Swanner: Stephanie Patrick’s (Blake Lively) life hasn’t turned out the way she had hoped after her family was killed in an airline explosion, a flight she was supposed to have been on. Distraught over being a sole survivor, she becomes a hooker junkie living in London. Proctor (Raza Jaffery), a journalist, contacts her to say there was a bomb on the flight that killed her family, and the man that made that bomb was living in London. Proctor asks her help in seeking revenge. After she blows a chance at killing the bomber, Stephanie ends up working with a man (Jude Law) who she trains with to become the assassin she needs to be.
Directed by Reed Morano and written by Mark Burnell, the film is slow to start, spending most of the first half in flashbacks of the family, and of Stephanie getting high and fighting anyone trying to help her. Morano won an Emmy for directing The Handmaids Tale, and it shows here with the slow storytelling and drab exteriors. Burnell’s script is messy, with its terrible first half, but makes it up in the second half when this film becomes the thriller it’s supposed to be. Everything gets better in the second hour of the film, except at that point the audience was just waiting for something positive to happen.

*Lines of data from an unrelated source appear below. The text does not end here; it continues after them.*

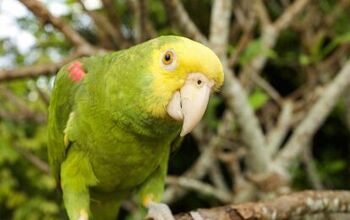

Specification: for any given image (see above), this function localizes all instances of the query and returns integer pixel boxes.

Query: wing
[48,61,84,181]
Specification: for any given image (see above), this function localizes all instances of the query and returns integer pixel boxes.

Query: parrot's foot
[78,209,89,220]
[146,202,175,220]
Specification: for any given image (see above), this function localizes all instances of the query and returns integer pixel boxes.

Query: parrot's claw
[78,209,89,220]
[146,202,175,220]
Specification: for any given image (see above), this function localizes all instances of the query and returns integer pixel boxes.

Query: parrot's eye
[162,49,176,70]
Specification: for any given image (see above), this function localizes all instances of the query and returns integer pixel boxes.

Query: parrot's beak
[167,73,214,137]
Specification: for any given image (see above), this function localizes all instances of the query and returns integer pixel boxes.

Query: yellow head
[147,36,224,135]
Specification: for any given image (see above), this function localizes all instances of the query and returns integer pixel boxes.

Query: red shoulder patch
[68,61,86,82]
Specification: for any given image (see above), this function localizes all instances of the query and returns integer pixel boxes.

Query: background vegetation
[0,0,350,220]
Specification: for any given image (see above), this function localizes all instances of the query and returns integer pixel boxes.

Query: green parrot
[48,36,224,220]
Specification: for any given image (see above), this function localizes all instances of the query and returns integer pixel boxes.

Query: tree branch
[273,0,309,32]
[102,0,131,48]
[166,176,233,203]
[0,51,89,82]
[175,191,350,220]
[275,61,350,174]
[19,0,92,49]
[162,0,208,44]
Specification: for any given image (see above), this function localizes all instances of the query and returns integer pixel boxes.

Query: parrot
[48,35,224,220]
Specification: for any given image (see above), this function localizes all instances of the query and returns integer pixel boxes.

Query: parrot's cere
[48,36,224,220]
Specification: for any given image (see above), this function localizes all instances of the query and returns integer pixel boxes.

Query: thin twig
[302,144,323,190]
[266,100,293,156]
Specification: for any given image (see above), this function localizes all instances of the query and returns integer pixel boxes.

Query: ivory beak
[167,73,214,137]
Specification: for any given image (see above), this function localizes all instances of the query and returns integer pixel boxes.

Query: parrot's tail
[90,191,122,220]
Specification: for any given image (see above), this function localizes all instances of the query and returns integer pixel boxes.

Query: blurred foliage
[0,0,350,220]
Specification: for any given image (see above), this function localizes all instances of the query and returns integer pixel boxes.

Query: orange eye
[162,50,174,65]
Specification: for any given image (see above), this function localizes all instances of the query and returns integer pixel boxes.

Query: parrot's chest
[90,137,170,191]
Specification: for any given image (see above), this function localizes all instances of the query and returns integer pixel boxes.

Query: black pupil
[164,53,171,61]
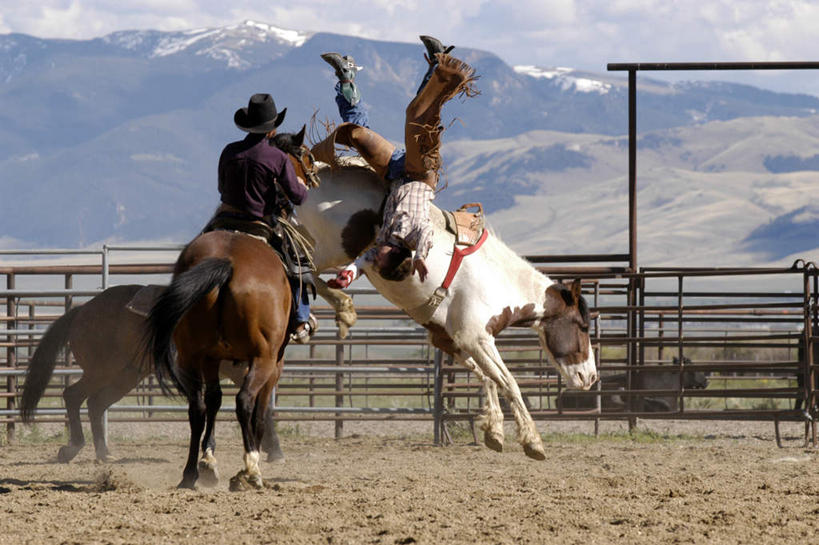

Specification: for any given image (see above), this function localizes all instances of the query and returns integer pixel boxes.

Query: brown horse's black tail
[146,258,233,396]
[20,307,80,422]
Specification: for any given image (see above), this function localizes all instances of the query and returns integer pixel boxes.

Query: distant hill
[0,22,819,266]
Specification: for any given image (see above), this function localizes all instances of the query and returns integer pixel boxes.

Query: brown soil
[0,423,819,545]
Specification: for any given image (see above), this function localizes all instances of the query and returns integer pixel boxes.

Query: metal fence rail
[0,247,819,441]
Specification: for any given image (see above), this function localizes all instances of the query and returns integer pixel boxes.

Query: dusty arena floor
[0,421,819,545]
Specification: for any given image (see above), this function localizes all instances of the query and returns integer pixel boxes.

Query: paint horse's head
[535,280,597,390]
[270,125,319,187]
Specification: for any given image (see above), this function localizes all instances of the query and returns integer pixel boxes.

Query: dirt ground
[0,421,819,545]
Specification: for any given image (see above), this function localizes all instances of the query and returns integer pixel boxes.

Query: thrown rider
[205,93,317,344]
[314,36,474,288]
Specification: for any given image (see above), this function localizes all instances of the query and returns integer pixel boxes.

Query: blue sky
[0,0,819,95]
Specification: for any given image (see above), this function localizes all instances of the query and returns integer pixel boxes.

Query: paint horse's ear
[293,124,307,147]
[560,278,583,307]
[571,278,583,301]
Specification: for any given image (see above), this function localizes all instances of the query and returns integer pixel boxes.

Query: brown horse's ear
[293,124,307,147]
[570,278,583,303]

Blake Lively does a nice job by creating a character who is almost unrecognizable, so beautiful Lively doesn’t come off as another actress trying to jump into action films. She pulls her punches and it’s effective. The rest of the cast is good with performances from Law, Jaffery, Sterling K Brown, Daniel Mays, and Max Casella. This film could have been very entertaining, but with its slow start and far too linear script, it suffers from too much character development. Her family was killed and now she seeks revenge. That should have been the first ten minutes of the movie, not the first half. One last thing, I know they kept going back to the flashbacks of the family and her mother’s face as motivation for the character, but it became close to comical how often it was used.